Dido gerçekten bu isimde biriyle tanışmış, onun anılarını kalkış noktası yapmış anlatımına. Biliyoruz ki Manolis’ler kadar Ahmet’ler Mehmet’ler de benzer hayatları paylaşıyordu. Onlar da büyük toprak sahibinin yararına aç yatıyorlardı geceleri. Bir şansları olabilirdi; yurttaş yani eşit olmanın yolu onlar için Milli Mücadele’ye katılmaktı. Yazar roman kahramanına söyletir bunu: “Kemal’in direnme hareketi, Türkler’e yepyeni bir yürek” vermişti.1 Anadolu Rumlarının anavatanından, yani Yunanistan’dan gelenlerse çirkin bir savaş yürütmektedirler… Manolis düşmanımız olabilir mi hiç?
Bir de Adviye’ler vardır. Manolis’in abayı yaktığı Türk kızı gibi. Veya herhangi bir Mustafa’nın âşık olmaktan geri duramayacağı herhangi Eleni’ler gibi!
Dido, doğduğu soyadıyla Pappa, başka birçokları gibi anavatan saydığı Yunanistan’da mülteci olacaktır. Küçük Asya’da paylarına kurtuluş değil felaket düşen Rumların kaçmaktan başka çıkışları olamazdı. Yunanistan’da ise dillerine dinlerine değil sınıflarına bakılacaktı. İkinci felaketi, emekçi kalabalıklarının en hor görülen kesimini oluşturarak yaşadılar.
Yazarımız şanslıydı yine de. Okudu, gazeteci ve yazar oldu. Devamında işini şansa bırakmadığı, yaşamını kendi elleriyle kurduğu kesindir. İkinci Dünya Savaşında komünist bir direnişçidir. Yunanistan Komünist Partisi’nin yayın organı Rizospastis’in yayın yönetmenidir. Uluslararası Demokratik Kadın Federasyonu’nun kurucuları arasındadır. Partide kalmamıştır ama komünistliği bize bir edebi tarih kazandırmıştır…
Sotiriyu’dan, 30 Ağustos’un katliam ve sürgünden ibaret olduğunu öğrenmek iflah olmaz, düzeltilemez bir okumuş cehaletidir. Bizim de “büyük yazarımız” saymamız gereken Dido’nun kitabında sınıflar var, Alman emperyalistleri var, büyük öykülerin ayakları altında ezilen küçük emekçiler var, halkları birbirine kırdıranlara okunan lanet var.

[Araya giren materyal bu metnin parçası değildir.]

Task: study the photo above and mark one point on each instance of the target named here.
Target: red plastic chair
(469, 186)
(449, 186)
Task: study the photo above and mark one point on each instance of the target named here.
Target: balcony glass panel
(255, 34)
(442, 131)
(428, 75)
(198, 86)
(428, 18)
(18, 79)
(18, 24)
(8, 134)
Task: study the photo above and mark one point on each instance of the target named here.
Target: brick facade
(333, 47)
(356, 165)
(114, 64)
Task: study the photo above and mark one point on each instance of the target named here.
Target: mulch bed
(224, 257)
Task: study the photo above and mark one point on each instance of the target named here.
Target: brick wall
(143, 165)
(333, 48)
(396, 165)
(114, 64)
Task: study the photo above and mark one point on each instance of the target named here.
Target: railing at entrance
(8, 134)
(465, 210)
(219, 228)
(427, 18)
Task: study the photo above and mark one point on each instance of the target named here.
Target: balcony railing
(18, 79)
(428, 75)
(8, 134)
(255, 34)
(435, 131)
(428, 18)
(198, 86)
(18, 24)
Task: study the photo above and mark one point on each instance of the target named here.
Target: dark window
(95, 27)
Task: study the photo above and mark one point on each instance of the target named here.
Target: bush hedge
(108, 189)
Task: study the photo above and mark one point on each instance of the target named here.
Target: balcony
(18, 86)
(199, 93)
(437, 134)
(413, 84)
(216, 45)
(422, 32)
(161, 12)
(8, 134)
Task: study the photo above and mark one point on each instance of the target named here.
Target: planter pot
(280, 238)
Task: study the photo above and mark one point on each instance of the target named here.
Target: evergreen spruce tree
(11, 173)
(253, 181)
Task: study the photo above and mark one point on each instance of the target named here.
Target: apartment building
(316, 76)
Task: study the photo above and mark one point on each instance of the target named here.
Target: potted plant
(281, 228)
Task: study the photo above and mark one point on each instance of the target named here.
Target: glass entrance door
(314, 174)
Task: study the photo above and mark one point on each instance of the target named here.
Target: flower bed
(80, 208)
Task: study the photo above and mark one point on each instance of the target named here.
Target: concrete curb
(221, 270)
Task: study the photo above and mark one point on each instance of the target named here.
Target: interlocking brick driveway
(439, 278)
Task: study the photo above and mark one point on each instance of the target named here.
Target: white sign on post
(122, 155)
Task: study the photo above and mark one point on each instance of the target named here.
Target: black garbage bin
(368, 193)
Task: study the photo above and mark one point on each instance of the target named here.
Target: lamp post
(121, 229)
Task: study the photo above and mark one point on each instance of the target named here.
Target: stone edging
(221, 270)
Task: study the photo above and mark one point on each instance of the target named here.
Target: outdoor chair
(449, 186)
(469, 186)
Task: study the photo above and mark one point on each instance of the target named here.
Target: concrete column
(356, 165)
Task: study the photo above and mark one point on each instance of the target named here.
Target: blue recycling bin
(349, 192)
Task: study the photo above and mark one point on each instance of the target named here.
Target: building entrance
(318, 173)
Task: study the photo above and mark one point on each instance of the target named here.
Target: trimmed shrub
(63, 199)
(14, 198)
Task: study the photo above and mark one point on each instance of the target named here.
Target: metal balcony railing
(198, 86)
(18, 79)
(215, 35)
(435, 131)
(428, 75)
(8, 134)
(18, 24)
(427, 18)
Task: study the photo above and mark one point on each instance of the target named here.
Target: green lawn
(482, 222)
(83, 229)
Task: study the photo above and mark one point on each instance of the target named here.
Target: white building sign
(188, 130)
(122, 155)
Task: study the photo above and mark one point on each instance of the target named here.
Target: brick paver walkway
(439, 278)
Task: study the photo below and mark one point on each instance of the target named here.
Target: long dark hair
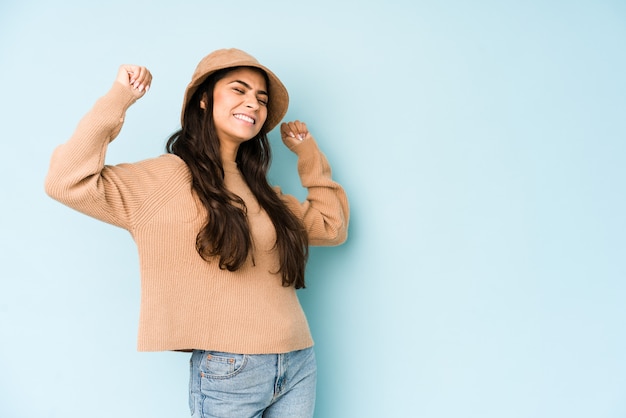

Benden Selam Söyle Anadolu’ya sosyalist Türkiye’mizin müfredatında yerini hiç kuşkusuz alacak. Devrimin resmi tarihi yazılır, ama yetmez. Sosyal tarih gerek, edebi tarih gerek. Sosyalist Türkiye’de kutlamaya tereddütsüz devam edeceğimiz Kurtuluş Zaferimiz ve Cumhuriyet Devrimimiz ancak böyle, eşitlik ve özgürlük yürüyüşünün bugüne kadar olamadığı kadar güçlü ayakları haline gelebilir. Nâzım’ın Kuvayı Milliye Destanı ile Dido’nun Selam’ı birbirini çelmez, tamamlar.
* * *
Türkçede 1970’de yayınlanan kitap elbette çarpıcı olmuştu. Türk ulusunun kuruluş anlatısının başkalarının felaketi olduğu sert bir gerçektir. Yaşama içkin olan bu diyalektik çelişkiyi ve birliği kavramak, anlamak, anlatmak zor değil, imkânsızdır!
Çelişki bize değil hayata dair. “Biz” ise netiz: Türkiye emperyalizme ve işgale karşı savaşla kurulmuş, meşruiyetini buradan almıştır. Yeni bir kurtuluş anlatısına ihtiyacımız var ve bu anlatı topraklarımızdan selamlarını eksik etmeyenleri de içermeli.
Manolis’in Amele taburundan işgal ordusu neferliğine, İzmir’de limana dökülüşten Yunanistan’da mülteciliğe uzanan zorunlu yolculuğunun bir çıkışı vardır ama. Kurmaca değil gerçek olan, yaşanan o yoldan Dido da geçmiştir. Tarihin diyalektiğinin karşı karşıya getirdiği insanlar başka bir mücadeleyle bu karşıtlığı aşabilirler pekâlâ. Onların yeni yaşamında, yeni ülkelerinde yol Yunanistan Komünist Partisi’nden, KKE’den geçer.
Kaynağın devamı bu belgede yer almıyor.